Les vagues se fracassaient contre la coque du L'Abyssal, un vieux navire de pêche qui avait bravé plus de tempêtes que ses marins n'avaient compté d'années. Ce soir-là, la mer était étrangement calme, presque trop calme. Une brume épaisse enveloppait le bateau, étouffant les sons et créant une atmosphère lourde et oppressante.
Le capitaine Armand Leclerc, un homme robuste avec des mains calleuses et un visage marqué par le sel et le soleil, observait l'horizon avec un froncement de sourcils. Quelque chose n'allait pas, mais il ne pouvait pas dire quoi. La lune, pleine et argentée, semblait suspendue dans le ciel comme un œil vigilant.
"Capitaine, y a quelque chose là-bas !" cria Jules, l'un des jeunes marins, en pointant vers l'eau. Armand suivit le regard du garçon et vit une silhouette gracieuse qui se découpait sous la surface. Elle était magnifique, avec une longue chevelure noire flottant autour d'elle comme une couronne d'algues et des écailles scintillantes qui captaient la lumière lunaire.
"Une sirène," murmura-t-il, fasciné malgré lui. Les légendes parlaient de ces créatures mythiques, mais Armand n'avait jamais cru qu'il en verrait une de ses propres yeux. La créature leva la tête et leurs regards se croisèrent. Ses yeux étaient d'un bleu profond, presque hypnotiques.
"Capitaine, on devrait partir," dit François, le plus vieux des marins, sa voix tremblante. "Ces créatures apportent la mort et la désolation."
Mais Armand était déjà envoûté. La sirène commença à chanter, une mélodie douce et enivrante qui semblait résonner dans l'âme de chacun. Les marins, comme attirés par un aimant invisible, s'approchèrent du bord, les yeux vides et fixés sur la silhouette enchanteresse.
La chanson de la sirène parlait de promesses d'amour éternel et de paix infinie, et ses mots s'infiltraient dans les esprits comme une brume empoisonnée. Armand sentit son corps se détendre, ses soucis s'envoler. Il ne voulait rien d'autre que rejoindre cette créature magnifique.

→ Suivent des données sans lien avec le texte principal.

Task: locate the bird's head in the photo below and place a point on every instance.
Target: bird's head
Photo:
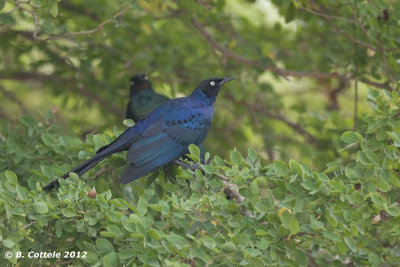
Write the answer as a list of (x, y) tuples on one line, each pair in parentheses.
[(210, 87), (139, 82)]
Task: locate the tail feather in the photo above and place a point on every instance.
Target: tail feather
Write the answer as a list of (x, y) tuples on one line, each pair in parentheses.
[(79, 170)]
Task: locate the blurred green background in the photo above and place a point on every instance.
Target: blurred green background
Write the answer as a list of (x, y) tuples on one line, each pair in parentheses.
[(302, 68)]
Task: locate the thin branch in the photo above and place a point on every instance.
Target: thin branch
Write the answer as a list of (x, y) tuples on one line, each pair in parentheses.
[(229, 188), (355, 105), (116, 110), (277, 116), (279, 71), (29, 225), (321, 14), (13, 98), (69, 34)]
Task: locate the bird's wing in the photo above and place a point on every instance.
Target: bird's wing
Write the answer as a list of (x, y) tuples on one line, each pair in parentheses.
[(168, 137)]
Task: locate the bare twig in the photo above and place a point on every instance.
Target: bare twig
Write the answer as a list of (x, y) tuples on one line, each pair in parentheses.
[(229, 188), (355, 105), (77, 88), (29, 225), (61, 263), (277, 116), (69, 34), (101, 172), (279, 71), (14, 99), (321, 14)]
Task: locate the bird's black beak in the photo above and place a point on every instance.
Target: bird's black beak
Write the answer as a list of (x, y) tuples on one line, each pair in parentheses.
[(225, 80)]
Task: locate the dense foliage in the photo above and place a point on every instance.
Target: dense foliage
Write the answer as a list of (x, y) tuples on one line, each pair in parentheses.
[(309, 132), (292, 215)]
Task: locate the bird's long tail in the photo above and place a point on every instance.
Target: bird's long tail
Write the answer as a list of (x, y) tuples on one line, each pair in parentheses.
[(79, 170)]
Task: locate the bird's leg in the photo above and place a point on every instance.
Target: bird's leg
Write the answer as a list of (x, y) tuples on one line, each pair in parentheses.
[(186, 166)]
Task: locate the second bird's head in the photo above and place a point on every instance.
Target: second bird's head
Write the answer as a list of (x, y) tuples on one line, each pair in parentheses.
[(139, 82), (210, 87)]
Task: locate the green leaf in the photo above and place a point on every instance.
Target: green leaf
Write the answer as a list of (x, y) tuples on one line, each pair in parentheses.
[(142, 207), (128, 122), (229, 247), (58, 229), (40, 207), (349, 137), (177, 240), (126, 254), (350, 243), (104, 245), (110, 260), (220, 162), (8, 243), (54, 9), (236, 157), (323, 177), (301, 257), (290, 13), (280, 168), (154, 234), (11, 177), (68, 212), (293, 225), (6, 19), (194, 153), (251, 154), (21, 192), (27, 120)]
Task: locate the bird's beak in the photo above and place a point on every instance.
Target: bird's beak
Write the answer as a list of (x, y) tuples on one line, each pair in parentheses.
[(225, 80)]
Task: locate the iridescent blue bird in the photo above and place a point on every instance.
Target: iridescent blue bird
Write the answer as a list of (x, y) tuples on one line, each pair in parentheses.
[(142, 98), (162, 136)]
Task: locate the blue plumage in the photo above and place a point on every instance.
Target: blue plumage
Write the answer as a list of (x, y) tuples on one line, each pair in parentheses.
[(163, 135)]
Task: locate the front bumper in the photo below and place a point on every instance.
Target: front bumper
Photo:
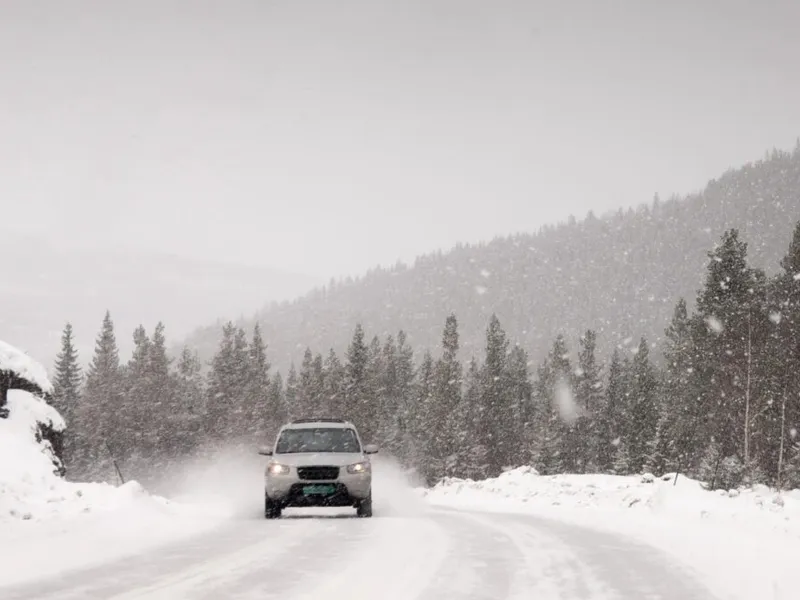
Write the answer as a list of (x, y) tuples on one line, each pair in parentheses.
[(287, 489)]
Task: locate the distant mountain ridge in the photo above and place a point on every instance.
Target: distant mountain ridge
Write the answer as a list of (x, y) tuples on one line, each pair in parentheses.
[(620, 275), (44, 285)]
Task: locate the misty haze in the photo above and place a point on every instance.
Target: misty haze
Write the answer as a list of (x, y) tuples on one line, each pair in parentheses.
[(399, 300)]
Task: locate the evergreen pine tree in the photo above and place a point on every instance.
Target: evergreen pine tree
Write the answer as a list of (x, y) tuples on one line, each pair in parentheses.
[(448, 376), (67, 393), (356, 382), (502, 435), (162, 417), (291, 393), (406, 374), (99, 409), (190, 405), (68, 377), (610, 421), (222, 385), (257, 386), (420, 419), (333, 392), (277, 408), (588, 396), (643, 418)]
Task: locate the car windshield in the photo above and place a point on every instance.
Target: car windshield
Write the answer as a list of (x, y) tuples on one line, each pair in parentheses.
[(317, 439)]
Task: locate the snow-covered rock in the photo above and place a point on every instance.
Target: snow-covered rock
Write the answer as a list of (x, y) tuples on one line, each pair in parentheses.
[(23, 366), (54, 525)]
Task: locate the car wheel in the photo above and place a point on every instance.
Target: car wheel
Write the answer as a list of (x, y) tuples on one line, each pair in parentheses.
[(364, 508), (271, 509)]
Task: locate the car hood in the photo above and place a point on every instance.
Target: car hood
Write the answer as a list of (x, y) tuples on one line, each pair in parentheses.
[(308, 459)]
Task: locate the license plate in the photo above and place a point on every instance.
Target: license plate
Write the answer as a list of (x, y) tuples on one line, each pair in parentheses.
[(313, 490)]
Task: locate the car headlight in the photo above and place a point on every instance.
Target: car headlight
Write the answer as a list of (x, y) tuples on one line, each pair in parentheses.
[(276, 469), (359, 468)]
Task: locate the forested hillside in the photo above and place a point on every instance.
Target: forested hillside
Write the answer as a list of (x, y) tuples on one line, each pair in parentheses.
[(620, 273), (724, 407)]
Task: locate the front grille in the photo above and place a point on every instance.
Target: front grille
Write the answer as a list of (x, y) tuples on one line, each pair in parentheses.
[(317, 473)]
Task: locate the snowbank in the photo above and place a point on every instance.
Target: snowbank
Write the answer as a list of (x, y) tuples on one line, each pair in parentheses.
[(640, 494), (54, 525), (23, 366), (744, 543)]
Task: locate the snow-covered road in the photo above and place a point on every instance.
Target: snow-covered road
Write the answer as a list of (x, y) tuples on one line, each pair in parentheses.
[(434, 554)]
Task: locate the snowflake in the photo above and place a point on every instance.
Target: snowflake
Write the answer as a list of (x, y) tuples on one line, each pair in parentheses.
[(715, 324)]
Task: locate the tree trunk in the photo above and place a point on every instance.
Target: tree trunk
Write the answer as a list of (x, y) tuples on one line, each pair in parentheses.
[(747, 391), (783, 428)]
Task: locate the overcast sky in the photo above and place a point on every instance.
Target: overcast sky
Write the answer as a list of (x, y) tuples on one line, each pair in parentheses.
[(326, 137)]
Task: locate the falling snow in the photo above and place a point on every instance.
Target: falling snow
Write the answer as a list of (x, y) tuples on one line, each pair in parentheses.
[(715, 324)]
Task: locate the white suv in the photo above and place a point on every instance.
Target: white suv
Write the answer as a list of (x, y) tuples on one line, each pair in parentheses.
[(318, 462)]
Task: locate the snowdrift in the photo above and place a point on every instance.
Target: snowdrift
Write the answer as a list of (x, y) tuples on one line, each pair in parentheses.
[(742, 543), (54, 525), (524, 487), (23, 366), (30, 488)]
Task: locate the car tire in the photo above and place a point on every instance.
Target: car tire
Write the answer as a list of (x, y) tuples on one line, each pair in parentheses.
[(271, 509), (364, 508)]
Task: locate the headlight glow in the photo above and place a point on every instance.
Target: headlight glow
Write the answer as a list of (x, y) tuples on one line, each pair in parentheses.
[(359, 468), (276, 469)]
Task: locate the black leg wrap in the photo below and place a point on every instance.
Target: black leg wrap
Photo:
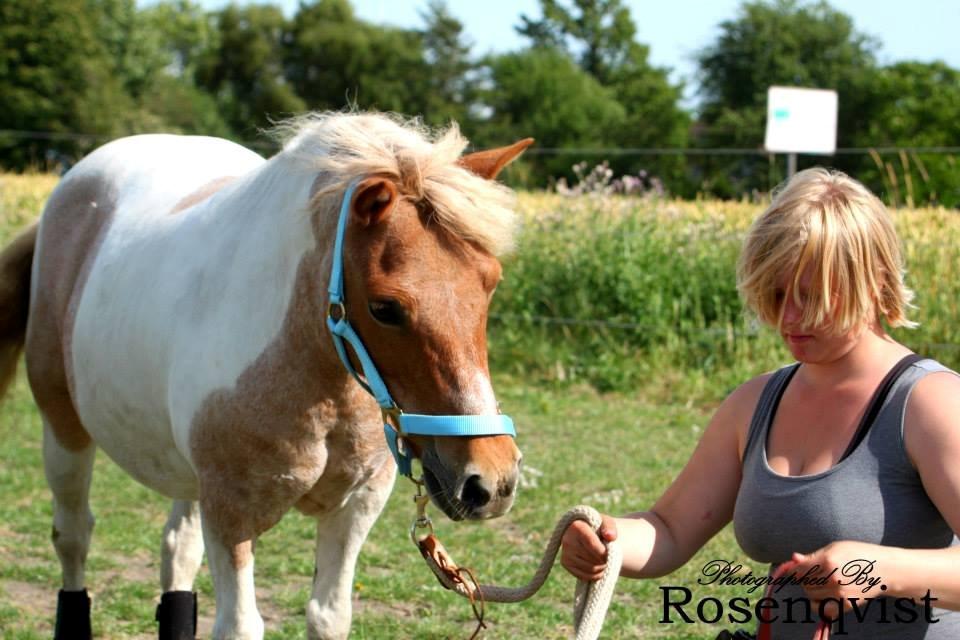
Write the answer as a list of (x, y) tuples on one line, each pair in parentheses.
[(177, 615), (73, 616)]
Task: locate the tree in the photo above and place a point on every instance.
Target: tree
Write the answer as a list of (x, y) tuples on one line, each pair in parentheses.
[(778, 43), (913, 104), (451, 81), (56, 77), (540, 92), (334, 60), (601, 36), (599, 33), (245, 70)]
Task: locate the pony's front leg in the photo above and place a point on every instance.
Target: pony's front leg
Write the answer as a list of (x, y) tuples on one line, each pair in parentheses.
[(181, 555), (68, 473), (339, 538), (231, 566)]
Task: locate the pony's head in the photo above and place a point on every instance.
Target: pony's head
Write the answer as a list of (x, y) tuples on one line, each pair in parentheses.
[(424, 228)]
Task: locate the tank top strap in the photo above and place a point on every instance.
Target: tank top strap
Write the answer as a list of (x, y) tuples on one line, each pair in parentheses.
[(767, 405)]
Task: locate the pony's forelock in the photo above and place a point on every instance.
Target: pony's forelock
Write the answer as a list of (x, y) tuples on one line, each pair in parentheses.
[(422, 161)]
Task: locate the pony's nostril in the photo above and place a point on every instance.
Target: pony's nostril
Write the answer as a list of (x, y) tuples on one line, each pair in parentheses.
[(474, 494)]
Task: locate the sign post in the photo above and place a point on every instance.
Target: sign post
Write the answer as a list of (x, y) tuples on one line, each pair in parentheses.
[(800, 121)]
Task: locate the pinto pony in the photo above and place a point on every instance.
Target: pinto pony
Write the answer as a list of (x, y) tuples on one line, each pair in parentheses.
[(172, 303)]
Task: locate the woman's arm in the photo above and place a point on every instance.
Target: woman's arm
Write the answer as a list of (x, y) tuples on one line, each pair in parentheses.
[(932, 440), (694, 508)]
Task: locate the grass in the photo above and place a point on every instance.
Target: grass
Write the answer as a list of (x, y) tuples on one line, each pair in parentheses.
[(607, 414), (614, 452)]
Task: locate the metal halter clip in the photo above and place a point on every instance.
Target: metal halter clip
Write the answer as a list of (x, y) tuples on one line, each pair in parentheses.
[(337, 311), (422, 521)]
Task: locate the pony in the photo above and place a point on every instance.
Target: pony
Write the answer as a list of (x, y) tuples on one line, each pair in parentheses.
[(170, 304)]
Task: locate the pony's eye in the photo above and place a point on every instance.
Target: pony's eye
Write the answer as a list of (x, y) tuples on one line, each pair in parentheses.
[(388, 312)]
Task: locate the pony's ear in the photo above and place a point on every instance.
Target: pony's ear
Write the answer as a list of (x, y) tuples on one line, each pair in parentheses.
[(374, 200), (487, 164)]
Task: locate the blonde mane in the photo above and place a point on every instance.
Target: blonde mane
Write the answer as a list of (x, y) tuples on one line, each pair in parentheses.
[(422, 161)]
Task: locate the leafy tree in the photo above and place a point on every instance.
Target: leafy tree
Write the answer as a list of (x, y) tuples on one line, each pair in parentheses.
[(913, 104), (451, 79), (245, 71), (781, 42), (56, 77), (598, 33), (334, 60), (540, 92), (601, 36), (183, 32)]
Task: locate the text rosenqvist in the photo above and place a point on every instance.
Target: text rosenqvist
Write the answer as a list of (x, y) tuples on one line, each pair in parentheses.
[(678, 604)]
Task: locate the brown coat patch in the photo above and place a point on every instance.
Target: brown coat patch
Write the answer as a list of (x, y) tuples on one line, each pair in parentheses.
[(202, 193), (73, 225), (15, 265), (270, 444)]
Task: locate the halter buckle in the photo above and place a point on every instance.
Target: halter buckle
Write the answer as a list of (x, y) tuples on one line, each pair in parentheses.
[(336, 311)]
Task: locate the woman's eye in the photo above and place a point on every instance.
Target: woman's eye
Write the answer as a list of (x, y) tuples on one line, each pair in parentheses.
[(388, 312)]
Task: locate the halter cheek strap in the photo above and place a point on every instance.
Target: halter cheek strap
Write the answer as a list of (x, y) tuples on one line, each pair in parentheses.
[(397, 424)]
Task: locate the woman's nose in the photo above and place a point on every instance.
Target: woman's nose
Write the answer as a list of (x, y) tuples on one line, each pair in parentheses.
[(792, 312)]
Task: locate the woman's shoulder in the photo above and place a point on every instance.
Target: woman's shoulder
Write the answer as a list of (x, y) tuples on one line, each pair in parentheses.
[(747, 394), (932, 418), (737, 409), (935, 398)]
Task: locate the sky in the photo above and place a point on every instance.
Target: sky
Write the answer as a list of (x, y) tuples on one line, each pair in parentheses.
[(675, 30)]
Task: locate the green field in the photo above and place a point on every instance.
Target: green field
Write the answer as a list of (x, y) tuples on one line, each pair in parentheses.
[(606, 412)]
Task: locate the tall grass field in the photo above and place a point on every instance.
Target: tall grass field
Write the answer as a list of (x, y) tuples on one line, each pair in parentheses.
[(615, 332)]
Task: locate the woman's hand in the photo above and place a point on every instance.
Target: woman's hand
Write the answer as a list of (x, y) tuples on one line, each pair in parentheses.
[(853, 570), (584, 552)]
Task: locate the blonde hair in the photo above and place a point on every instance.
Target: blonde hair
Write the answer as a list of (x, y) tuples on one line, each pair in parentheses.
[(423, 162), (830, 224)]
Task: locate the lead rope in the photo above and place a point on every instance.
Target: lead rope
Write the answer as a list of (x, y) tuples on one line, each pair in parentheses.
[(822, 632), (591, 599)]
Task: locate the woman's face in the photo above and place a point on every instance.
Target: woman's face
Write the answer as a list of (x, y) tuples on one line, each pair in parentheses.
[(810, 345)]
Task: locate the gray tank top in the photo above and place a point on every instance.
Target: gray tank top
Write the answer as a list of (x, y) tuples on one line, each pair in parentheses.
[(872, 495)]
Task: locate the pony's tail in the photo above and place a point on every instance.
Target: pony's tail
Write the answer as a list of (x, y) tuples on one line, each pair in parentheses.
[(16, 262)]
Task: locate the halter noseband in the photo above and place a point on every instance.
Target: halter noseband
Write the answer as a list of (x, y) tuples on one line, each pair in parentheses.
[(397, 424)]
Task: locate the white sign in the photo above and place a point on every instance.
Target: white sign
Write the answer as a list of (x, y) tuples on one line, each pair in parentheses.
[(801, 120)]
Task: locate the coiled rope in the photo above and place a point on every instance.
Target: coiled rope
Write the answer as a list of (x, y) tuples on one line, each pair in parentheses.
[(591, 599)]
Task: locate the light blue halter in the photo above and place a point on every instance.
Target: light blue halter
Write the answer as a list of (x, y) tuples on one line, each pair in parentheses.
[(397, 424)]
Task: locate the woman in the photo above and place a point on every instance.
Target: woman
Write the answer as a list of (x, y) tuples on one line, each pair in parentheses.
[(863, 504)]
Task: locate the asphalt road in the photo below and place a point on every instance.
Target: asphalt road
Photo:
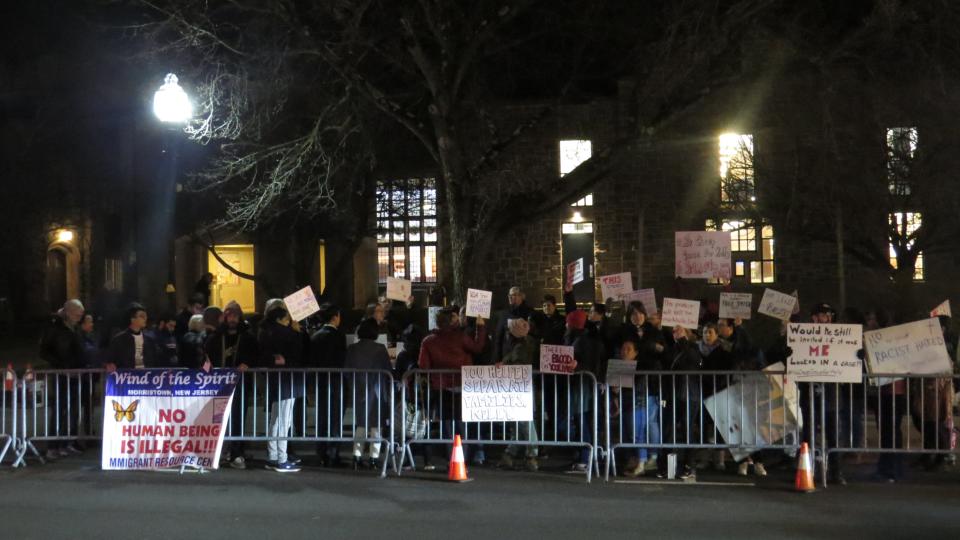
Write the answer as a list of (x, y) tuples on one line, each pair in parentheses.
[(74, 499)]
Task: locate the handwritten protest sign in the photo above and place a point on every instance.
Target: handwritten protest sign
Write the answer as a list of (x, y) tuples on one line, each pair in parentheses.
[(432, 317), (158, 418), (398, 289), (575, 272), (478, 303), (825, 352), (916, 347), (777, 305), (942, 309), (647, 297), (685, 313), (702, 254), (621, 373), (497, 393), (301, 304), (735, 305), (556, 359), (615, 285)]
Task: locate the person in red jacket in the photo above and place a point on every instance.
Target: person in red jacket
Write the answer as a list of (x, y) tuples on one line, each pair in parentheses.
[(449, 347)]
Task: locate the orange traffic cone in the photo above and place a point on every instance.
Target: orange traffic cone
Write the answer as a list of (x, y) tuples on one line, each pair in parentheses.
[(804, 481), (458, 469)]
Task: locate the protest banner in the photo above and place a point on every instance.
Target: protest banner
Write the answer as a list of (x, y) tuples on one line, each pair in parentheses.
[(825, 352), (777, 305), (575, 272), (615, 286), (497, 393), (916, 347), (942, 309), (750, 427), (622, 373), (736, 305), (478, 303), (557, 359), (702, 254), (399, 289), (685, 313), (160, 418), (647, 297), (301, 304), (432, 317)]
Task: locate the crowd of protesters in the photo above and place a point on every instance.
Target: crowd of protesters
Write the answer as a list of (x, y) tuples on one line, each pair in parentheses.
[(649, 413)]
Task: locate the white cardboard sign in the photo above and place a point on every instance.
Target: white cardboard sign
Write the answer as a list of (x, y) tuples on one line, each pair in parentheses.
[(615, 286), (399, 289), (777, 305), (301, 304), (825, 352), (736, 305), (702, 254), (685, 313), (478, 303)]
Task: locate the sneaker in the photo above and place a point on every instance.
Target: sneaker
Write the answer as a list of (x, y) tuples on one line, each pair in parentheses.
[(286, 466)]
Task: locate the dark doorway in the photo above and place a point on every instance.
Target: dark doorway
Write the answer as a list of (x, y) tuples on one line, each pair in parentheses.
[(56, 278), (577, 242)]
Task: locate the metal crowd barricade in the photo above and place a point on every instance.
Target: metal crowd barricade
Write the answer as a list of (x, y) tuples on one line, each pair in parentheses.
[(330, 405), (743, 412), (59, 406), (888, 414), (565, 415), (8, 415)]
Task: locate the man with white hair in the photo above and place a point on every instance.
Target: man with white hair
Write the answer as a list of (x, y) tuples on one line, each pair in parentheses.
[(61, 348)]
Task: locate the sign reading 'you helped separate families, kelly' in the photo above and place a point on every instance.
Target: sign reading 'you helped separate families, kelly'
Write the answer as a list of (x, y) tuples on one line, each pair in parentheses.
[(702, 254), (825, 352), (497, 393), (156, 418), (916, 347)]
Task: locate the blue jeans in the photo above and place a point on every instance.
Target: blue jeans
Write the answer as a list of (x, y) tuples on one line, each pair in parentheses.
[(647, 416)]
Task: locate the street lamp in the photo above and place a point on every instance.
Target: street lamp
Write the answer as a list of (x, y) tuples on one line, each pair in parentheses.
[(171, 103)]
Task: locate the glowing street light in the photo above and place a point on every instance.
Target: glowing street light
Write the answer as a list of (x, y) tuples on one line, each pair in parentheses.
[(171, 103)]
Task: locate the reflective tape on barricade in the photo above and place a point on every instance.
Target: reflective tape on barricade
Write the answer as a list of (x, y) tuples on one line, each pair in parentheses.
[(564, 414), (652, 412), (870, 417)]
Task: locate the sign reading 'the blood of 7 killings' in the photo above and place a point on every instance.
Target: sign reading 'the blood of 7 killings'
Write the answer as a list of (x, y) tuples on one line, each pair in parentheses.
[(497, 393)]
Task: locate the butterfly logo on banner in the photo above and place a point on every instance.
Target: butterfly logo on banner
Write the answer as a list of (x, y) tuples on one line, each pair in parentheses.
[(119, 413)]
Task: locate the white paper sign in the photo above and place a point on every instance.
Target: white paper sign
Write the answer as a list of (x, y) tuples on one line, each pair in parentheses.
[(622, 373), (301, 304), (777, 305), (615, 285), (556, 359), (497, 393), (647, 297), (399, 289), (478, 303), (825, 352), (916, 347), (432, 317), (685, 313), (702, 254), (736, 305), (942, 309)]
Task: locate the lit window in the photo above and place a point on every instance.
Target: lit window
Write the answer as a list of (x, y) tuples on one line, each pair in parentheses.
[(407, 229), (901, 151), (572, 154), (736, 169), (903, 229)]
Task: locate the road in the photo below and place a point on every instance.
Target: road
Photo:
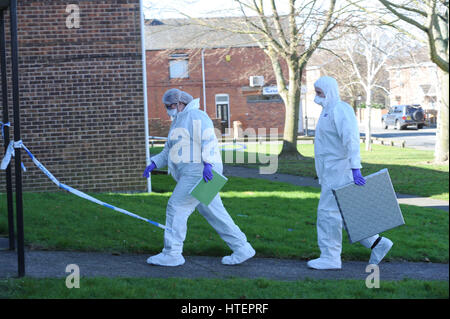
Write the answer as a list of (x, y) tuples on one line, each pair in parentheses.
[(423, 139)]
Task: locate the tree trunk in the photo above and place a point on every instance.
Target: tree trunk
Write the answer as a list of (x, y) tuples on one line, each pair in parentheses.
[(289, 149), (442, 140), (368, 121), (291, 101)]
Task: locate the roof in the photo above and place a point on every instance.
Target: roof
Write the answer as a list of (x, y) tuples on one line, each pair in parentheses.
[(197, 33)]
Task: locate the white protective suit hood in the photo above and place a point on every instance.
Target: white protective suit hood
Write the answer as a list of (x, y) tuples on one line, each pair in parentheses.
[(330, 88), (191, 141)]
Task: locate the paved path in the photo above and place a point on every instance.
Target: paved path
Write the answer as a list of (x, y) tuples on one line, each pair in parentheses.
[(52, 264), (309, 181)]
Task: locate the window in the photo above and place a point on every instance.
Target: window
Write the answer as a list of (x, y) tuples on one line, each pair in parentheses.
[(179, 66), (264, 98)]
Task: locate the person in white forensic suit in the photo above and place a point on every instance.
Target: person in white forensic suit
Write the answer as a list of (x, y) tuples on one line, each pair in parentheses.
[(191, 152), (337, 162)]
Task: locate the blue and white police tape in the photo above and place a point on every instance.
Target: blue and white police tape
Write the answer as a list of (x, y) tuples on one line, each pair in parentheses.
[(10, 153), (234, 147), (19, 144)]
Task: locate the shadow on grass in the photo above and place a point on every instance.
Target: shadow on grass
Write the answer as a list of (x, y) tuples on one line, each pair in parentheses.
[(431, 181), (278, 219)]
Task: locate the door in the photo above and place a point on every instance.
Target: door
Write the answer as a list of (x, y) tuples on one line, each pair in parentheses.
[(223, 110)]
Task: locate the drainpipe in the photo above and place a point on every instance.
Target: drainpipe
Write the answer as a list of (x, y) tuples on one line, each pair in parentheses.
[(144, 80), (203, 76)]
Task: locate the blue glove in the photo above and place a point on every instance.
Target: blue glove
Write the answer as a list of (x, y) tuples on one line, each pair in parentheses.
[(207, 172), (357, 177), (148, 170)]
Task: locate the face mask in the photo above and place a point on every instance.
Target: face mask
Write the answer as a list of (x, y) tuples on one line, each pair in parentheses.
[(172, 112), (319, 100)]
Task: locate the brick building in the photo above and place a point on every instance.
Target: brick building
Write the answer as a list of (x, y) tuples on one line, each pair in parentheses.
[(216, 66), (81, 94), (414, 84)]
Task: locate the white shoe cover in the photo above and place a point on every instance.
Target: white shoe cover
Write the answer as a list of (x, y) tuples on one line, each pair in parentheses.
[(324, 264), (239, 256), (380, 250), (166, 260)]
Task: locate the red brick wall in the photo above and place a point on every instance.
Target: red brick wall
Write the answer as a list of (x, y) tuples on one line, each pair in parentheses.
[(81, 94), (222, 77)]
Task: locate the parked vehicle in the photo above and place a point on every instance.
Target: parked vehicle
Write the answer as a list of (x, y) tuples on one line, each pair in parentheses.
[(402, 116)]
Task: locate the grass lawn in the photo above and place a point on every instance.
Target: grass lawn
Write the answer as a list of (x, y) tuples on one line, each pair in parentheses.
[(278, 219), (412, 171), (234, 288)]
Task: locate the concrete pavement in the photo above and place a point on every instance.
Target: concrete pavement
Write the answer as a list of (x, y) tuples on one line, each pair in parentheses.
[(52, 264)]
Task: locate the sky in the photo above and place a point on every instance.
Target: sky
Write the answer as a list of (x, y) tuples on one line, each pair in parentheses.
[(195, 8), (158, 9)]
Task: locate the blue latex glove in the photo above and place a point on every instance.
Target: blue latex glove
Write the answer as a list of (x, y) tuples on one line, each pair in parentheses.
[(357, 177), (207, 172), (148, 170)]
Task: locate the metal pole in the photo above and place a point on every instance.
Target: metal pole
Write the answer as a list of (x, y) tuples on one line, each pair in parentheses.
[(18, 159), (144, 84), (9, 192)]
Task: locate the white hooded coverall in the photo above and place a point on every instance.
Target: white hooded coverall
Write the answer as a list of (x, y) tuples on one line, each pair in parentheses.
[(191, 142), (336, 151)]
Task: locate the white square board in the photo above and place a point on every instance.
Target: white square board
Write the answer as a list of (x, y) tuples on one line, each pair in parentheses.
[(369, 209)]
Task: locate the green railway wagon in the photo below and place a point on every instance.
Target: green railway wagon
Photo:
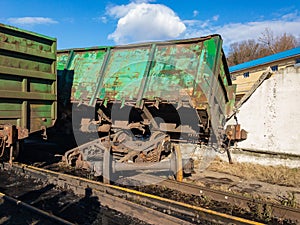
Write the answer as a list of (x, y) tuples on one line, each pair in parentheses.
[(27, 85), (144, 100)]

Alors qu'il montait sur le bastingage, prêt à plonger, il aperçut un instant fugace de terreur dans les yeux de François. Ce moment de lucidité lui permit de reprendre ses esprits. "Reculez, tous !" cria-t-il, mais sa voix était faible, presque étouffée par le chant de la sirène.
Les autres marins n'entendirent pas. Un à un, ils se laissèrent tomber dans l'eau, leurs corps disparaissant dans les profondeurs. Armand, luttant contre l'enchantement, saisit une corde et l'enroula autour de sa taille, s'attachant fermement au mât principal. Le chant de la sirène devint plus fort, plus insistant, mais il se força à penser à sa famille, à son village, à tout ce qu'il laisserait derrière lui.
Soudain, la sirène apparut à la surface, son visage à quelques centimètres d'Armand. Ses traits étaient d'une beauté inhumaine, mais ses yeux, ces yeux autrefois captivants, révélaient maintenant une cruauté glaciale. "Viens," murmura-t-elle, ses lèvres formant un sourire cruel.
"Jamais," répondit Armand, la voix rauque. Il ferma les yeux et récita une vieille prière que sa mère lui avait apprise. La sirène poussa un cri strident, de rage et de frustration, avant de disparaître sous les vagues, emportant avec elle les âmes des marins ensorcelés.
Le lendemain matin, les garde-côtes trouvèrent L'Abyssal dérivant à la dérive, ses voiles battant faiblement au vent. Armand était le seul survivant, attaché au mât, les yeux ouverts mais vides, hantés par les horreurs de la nuit précédente.
Il ne parla plus jamais de ce qui s'était passé, mais dans ses cauchemars, il entendait encore le chant de la sirène, et voyait les visages de ses camarades, perdus à jamais dans les abysses.